Pinker himself isn't all that worried about Trump, when it really comes down to it. Various forces keep an American president from changing very much, he explains, and there are reasons to doubt that populist movements will be all that successful over the long term (not least the age of their supporters). Further, Trump and his overseas counterparts don't even want to reverse too much of the progress Pinker attributes to Enlightenment values.
The same goes for most of the other challenges Pinker addresses—they're usually, by his own analysis, not that great a threat to ongoing progress of the very general and noncontroversial kind he’s talking about. They might be worth fighting, but they're not going to wipe away everything humanity has labored to achieve.
Rising illiberalism on campus? This nonsense is leaking into the broader society somewhat, but social justice warriors don't even hold the levers of the political system. The Islamic world? It's lagging, but plenty of good trends are evident even there, and Pinker holds out hope for an Islamic Enlightenment.
As for religion in general, Pinker sees it as an obstacle to his determinedly secular humanism. Here he seems to be picking a fight for no good reason (though perhaps that's what I would say as an agnostic). The massive improvements in wellbeing he documents all happened in times when most people were religious believers, as they still are, and, as he notes, faith is on the decline anyhow.
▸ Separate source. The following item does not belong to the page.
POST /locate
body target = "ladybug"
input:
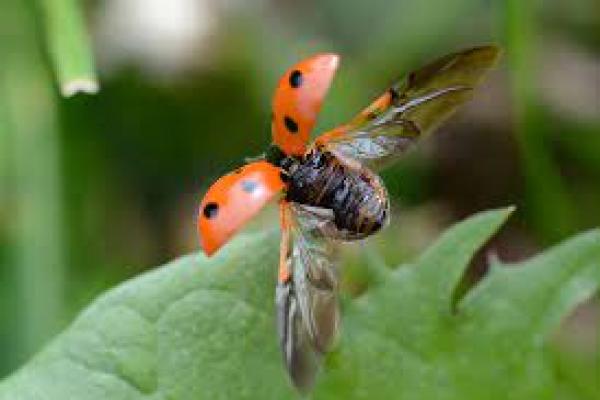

It's not even all that clear that declining faith is a good thing, including from an irreligious perspective. In laying out a few thoughts about Pinker's book, Tyler Cowen writes that "there is a certain amount of irreducible 'irrationality' (not my preferred term, but borrowing [Pinker's] schema for a moment) in people, and it has to be 'put somewhere,' into some doctrine or belief system." By a similar token, some have argued that as religion goes away, we might not like what replaces it—including the populism that Pinker decries.
On the whole, Enlightenment Now leaves readers underwhelmed in a way that is rare for Pinker's work. After cataloguing the elementary facts, it tosses out a scattered array of arguments that, while perfectly coherent, fail to dazzle or strongly convince.
Robert VerBruggen is a deputy managing editor of National Review.